La croissance démographique et le développement économique mettent en péril les ressources en eau douce, ce qui fait peser de lourdes menaces sur les populations : besoins de base pour une eau propre à la consommation et pour l’hygiène insatisfaits, contamination par les déchets domestiques et industriels, conséquences des événements météorologiques extrêmes (sécheresses et inondations), dysfonctionnement des écosystèmes, conflits pour l’accès à l’eau, effets des changements climatiques risquant de compliquer l’hydrologie de certaines régions et la gestion de l’eau. L’eau doit donc être gérée correctement.

L’eau à l’échelle planétaire est totalement renouvelable. Mais localement, certaines réserves d’eau ne le sont pas, et toute l’eau douce n’est pas accessible. L’eau renouvelable est constituée des rivières, des lacs, des écoulements résultant des précipitations et de l’eau souterraine qui se régénère sur de courts laps de temps. L’eau non renouvelable est constituée essentiellement des aquifères qui ont des vitesses de renouvellement très lentes (on les appelle aussi aquifères fossiles) et qui se vident si on prélève l’eau en trop grande quantité..

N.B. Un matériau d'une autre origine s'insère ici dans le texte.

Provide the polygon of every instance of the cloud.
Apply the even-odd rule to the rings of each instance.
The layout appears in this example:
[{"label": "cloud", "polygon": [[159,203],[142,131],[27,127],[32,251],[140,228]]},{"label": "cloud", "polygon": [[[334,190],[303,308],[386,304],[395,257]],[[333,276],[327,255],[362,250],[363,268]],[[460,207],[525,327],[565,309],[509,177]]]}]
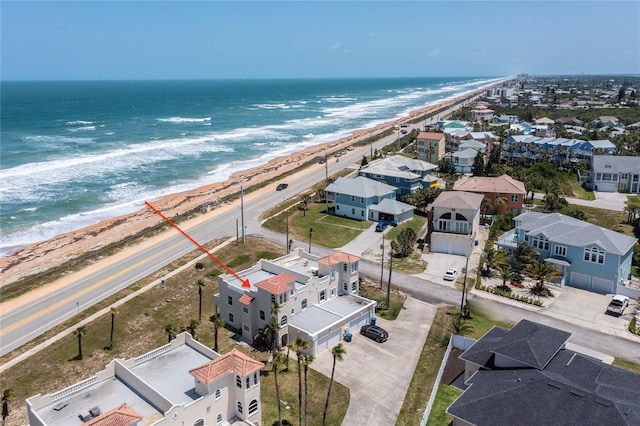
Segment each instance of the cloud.
[{"label": "cloud", "polygon": [[427,53],[427,56],[430,56],[432,58],[437,58],[440,56],[442,52],[440,52],[440,48],[436,47],[435,49],[433,49],[430,53]]},{"label": "cloud", "polygon": [[331,50],[340,50],[342,45],[340,43],[334,43],[333,46],[330,47]]}]

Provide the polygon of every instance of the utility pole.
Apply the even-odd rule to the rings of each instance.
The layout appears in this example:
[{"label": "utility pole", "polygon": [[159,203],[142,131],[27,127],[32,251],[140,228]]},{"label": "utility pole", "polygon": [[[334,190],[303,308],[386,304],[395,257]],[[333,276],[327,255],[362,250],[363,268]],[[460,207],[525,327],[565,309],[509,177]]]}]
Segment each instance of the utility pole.
[{"label": "utility pole", "polygon": [[329,159],[327,158],[327,150],[324,151],[324,180],[329,181]]},{"label": "utility pole", "polygon": [[286,227],[287,227],[287,240],[285,241],[285,244],[287,244],[287,254],[289,254],[289,250],[291,250],[291,244],[289,244],[289,215],[288,214],[287,214]]},{"label": "utility pole", "polygon": [[387,282],[387,309],[391,303],[391,271],[393,271],[393,248],[389,251],[389,281]]},{"label": "utility pole", "polygon": [[382,233],[382,261],[380,262],[380,289],[382,290],[382,283],[384,282],[384,232]]},{"label": "utility pole", "polygon": [[309,254],[311,254],[311,234],[313,234],[313,228],[309,228]]},{"label": "utility pole", "polygon": [[466,303],[464,301],[464,295],[467,292],[467,269],[469,269],[469,256],[467,256],[467,263],[464,267],[464,280],[462,281],[462,300],[460,301],[460,316],[462,318],[467,318]]},{"label": "utility pole", "polygon": [[242,244],[246,244],[247,236],[244,226],[244,189],[240,185],[240,219],[242,221]]}]

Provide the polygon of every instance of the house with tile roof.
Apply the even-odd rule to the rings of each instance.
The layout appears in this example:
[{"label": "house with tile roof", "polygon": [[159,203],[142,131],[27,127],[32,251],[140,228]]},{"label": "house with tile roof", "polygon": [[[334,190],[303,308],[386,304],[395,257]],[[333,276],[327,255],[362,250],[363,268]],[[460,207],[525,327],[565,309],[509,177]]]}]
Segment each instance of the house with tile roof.
[{"label": "house with tile roof", "polygon": [[188,333],[66,389],[27,399],[32,426],[262,424],[264,364],[224,355]]},{"label": "house with tile roof", "polygon": [[513,212],[522,213],[522,203],[527,193],[524,183],[509,175],[498,177],[467,176],[458,179],[453,184],[454,191],[465,191],[482,194],[491,202],[491,210],[488,213],[495,214],[496,200],[504,200],[504,205],[499,207],[498,214]]},{"label": "house with tile roof", "polygon": [[514,251],[524,242],[555,266],[559,285],[603,294],[637,296],[628,288],[636,238],[560,213],[527,212],[498,238],[498,246]]},{"label": "house with tile roof", "polygon": [[437,179],[438,166],[403,155],[379,158],[362,166],[358,175],[398,189],[396,196],[428,188]]},{"label": "house with tile roof", "polygon": [[469,256],[478,235],[484,195],[445,191],[427,206],[430,250]]},{"label": "house with tile roof", "polygon": [[445,135],[436,132],[420,132],[416,138],[418,160],[438,164],[444,156]]},{"label": "house with tile roof", "polygon": [[640,424],[640,375],[574,350],[570,337],[528,320],[489,330],[460,355],[454,426]]},{"label": "house with tile roof", "polygon": [[374,317],[376,302],[358,295],[359,260],[344,252],[318,257],[302,248],[277,259],[261,259],[237,276],[218,277],[216,315],[248,343],[254,343],[276,317],[279,346],[300,337],[316,355]]},{"label": "house with tile roof", "polygon": [[640,194],[640,157],[594,155],[587,184],[601,192]]},{"label": "house with tile roof", "polygon": [[355,220],[401,223],[413,217],[415,208],[397,201],[397,192],[395,186],[364,176],[339,177],[325,189],[327,210]]}]

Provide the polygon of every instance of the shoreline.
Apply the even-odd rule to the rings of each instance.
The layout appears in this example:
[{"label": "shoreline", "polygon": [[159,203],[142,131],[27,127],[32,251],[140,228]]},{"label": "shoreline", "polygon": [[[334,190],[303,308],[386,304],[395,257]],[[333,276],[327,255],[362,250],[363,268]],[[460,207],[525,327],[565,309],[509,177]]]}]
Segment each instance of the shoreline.
[{"label": "shoreline", "polygon": [[[218,209],[224,205],[220,201],[238,192],[241,185],[247,189],[275,179],[284,173],[293,172],[314,158],[324,156],[325,151],[346,149],[349,145],[358,144],[370,137],[393,129],[396,124],[415,121],[425,115],[432,115],[442,108],[461,103],[482,93],[489,87],[502,84],[504,81],[492,83],[450,99],[435,102],[424,108],[414,110],[403,118],[390,120],[374,128],[357,129],[350,136],[314,145],[287,156],[274,158],[261,166],[235,172],[225,181],[205,185],[190,191],[166,195],[154,200],[153,204],[167,217],[176,216],[181,212],[195,211],[196,209],[202,209],[201,214],[204,214],[209,211],[207,206],[213,206],[213,209]],[[10,255],[0,258],[0,274],[2,274],[0,289],[25,277],[46,273],[70,260],[81,257],[85,253],[95,252],[118,242],[123,242],[127,237],[141,234],[158,223],[161,223],[161,220],[158,220],[158,216],[149,209],[142,207],[132,213],[106,219],[94,225],[20,248]],[[142,237],[142,239],[146,238],[149,237]]]}]

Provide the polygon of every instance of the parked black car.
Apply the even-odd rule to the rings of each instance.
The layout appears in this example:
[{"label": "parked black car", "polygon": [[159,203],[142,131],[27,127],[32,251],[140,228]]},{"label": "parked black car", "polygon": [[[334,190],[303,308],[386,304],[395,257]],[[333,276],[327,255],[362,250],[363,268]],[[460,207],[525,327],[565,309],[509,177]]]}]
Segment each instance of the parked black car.
[{"label": "parked black car", "polygon": [[276,187],[276,191],[282,191],[283,189],[287,189],[288,186],[289,186],[288,183],[281,183]]},{"label": "parked black car", "polygon": [[360,334],[368,337],[369,339],[373,339],[378,343],[386,342],[389,338],[389,333],[382,327],[378,327],[377,325],[363,325],[360,328]]}]

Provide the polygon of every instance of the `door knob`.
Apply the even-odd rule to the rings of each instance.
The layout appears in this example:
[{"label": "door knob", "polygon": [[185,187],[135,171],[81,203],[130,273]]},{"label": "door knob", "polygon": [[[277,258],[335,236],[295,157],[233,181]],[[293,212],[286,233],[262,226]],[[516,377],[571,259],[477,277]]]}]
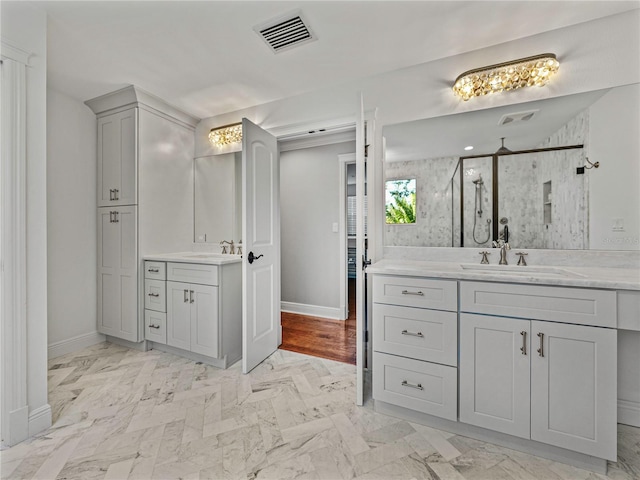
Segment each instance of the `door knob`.
[{"label": "door knob", "polygon": [[247,255],[247,260],[249,260],[249,263],[253,263],[254,260],[258,260],[260,257],[263,257],[264,255],[258,255],[257,257],[253,254],[253,252],[249,252],[249,255]]}]

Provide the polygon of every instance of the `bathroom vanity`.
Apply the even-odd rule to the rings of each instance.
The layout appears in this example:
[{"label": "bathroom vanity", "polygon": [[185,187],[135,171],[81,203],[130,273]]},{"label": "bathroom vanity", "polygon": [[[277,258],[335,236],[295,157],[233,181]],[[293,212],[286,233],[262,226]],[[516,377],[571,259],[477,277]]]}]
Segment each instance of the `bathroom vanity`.
[{"label": "bathroom vanity", "polygon": [[617,329],[640,330],[637,269],[368,272],[377,411],[591,470],[616,460]]},{"label": "bathroom vanity", "polygon": [[171,253],[144,259],[151,348],[227,368],[242,357],[242,257]]}]

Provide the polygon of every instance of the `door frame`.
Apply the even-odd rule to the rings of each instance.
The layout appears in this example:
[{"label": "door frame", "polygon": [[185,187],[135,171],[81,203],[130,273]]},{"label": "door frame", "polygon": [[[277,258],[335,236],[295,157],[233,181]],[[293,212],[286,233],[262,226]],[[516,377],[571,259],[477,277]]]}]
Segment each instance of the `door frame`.
[{"label": "door frame", "polygon": [[347,165],[356,163],[356,154],[345,153],[338,155],[338,181],[340,200],[338,208],[340,209],[338,217],[338,235],[340,236],[340,311],[342,312],[342,320],[349,318],[349,275],[347,263],[349,261],[349,235],[347,232]]}]

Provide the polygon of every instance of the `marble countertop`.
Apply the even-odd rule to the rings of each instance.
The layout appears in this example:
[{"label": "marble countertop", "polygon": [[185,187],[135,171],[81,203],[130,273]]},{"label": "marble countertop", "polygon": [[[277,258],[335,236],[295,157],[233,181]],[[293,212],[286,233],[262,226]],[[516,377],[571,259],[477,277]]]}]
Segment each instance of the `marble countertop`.
[{"label": "marble countertop", "polygon": [[550,265],[480,265],[383,259],[367,267],[367,273],[456,280],[562,285],[567,287],[640,290],[640,269]]},{"label": "marble countertop", "polygon": [[145,255],[144,260],[154,260],[157,262],[200,263],[205,265],[226,265],[229,263],[241,262],[242,255],[208,252],[158,253],[155,255]]}]

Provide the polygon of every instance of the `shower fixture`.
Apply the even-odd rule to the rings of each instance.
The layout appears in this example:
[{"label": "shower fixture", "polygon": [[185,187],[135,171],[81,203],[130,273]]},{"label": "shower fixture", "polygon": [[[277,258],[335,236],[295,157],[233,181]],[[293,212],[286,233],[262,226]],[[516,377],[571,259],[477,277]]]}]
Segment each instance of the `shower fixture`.
[{"label": "shower fixture", "polygon": [[478,218],[482,218],[482,188],[484,186],[484,180],[482,180],[482,175],[478,174],[478,178],[472,180],[473,184],[476,186],[476,194],[475,194],[475,213],[473,215],[473,241],[478,245],[482,245],[483,243],[487,243],[489,241],[489,237],[491,237],[491,219],[487,218],[487,238],[481,242],[476,239],[476,225],[478,223]]},{"label": "shower fixture", "polygon": [[504,146],[505,138],[506,137],[500,137],[500,140],[502,140],[502,146],[498,150],[496,150],[496,155],[505,155],[507,153],[511,153],[511,150]]}]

La limite d’utilisation des stocks d’eau renouvelable et non renouvelable est très simple : il s’agit de ne pas prélever pendant une certaine période plus que la quantité qui se renouvelle pendant cette période. Si le prélèvement est trop élevé, la réserve se tarie progressivement, comme par exemple le fleuve Colorado dont la réduction du débit ne permet plus au flot d’atteindre l’océan ou comme c’est le cas avec certains aquifères anciens, notamment en Inde.

Dans la pratique, la limite de renouvellement est hélas souvent dépassée. Dans le cas des aquifères fossiles, le coût de l’exploitation peut augmenter à mesure que l’eau doive être prélevée plus profondément, ce qui peut ralentir l’exploitation après avoir atteint un plafond. Le coût de la désalinisation de l’eau de mer peut également influencer l’extraction de l’eau douce.

Finalement, les auteurs définissent la limite de prélèvement de l’eau écologique. L’eau que les êtres humains s’approprient pour leurs activités est soustraite à la nature et n’est plus disponible pour les écosystèmes. Or, l’eau est nécessaire pour la faune et la flore et leur perte réduit alors les services que nous rend la biodiversité. On évalue à 50% la quantité de toute l’eau douce accessible que l’humanité s’approprie. Les auteurs montrent qu’il existe un pic écologique, analogue au pic de la consommation de pétrole, pour l’appropriation de l’eau.

Initialement, quand l’appropriation de l’eau par l’humanité croît dans une région, la globalité des bénéfices écologiques, sociaux et économiques croissent également. Mais la valeur des bénéfices du prélèvement de l’eau atteint un maximum, car à mesure que l’appropriation augmente, la valeur des bénéfices pour les écosystèmes et les sociétés diminue rapidement.

Les auteurs mentionnent que la limite d’exploitation écologique de l’eau a déjà été dépassée aux États-Unis.

Sources :

Peter H. Gleick et Meena Palaniappan, Peak water limits to freshwater withdrawal and use, Proceedings of the National Academy of Science (2010) 107. (doi: 10.1073/pnas.1004812107 ).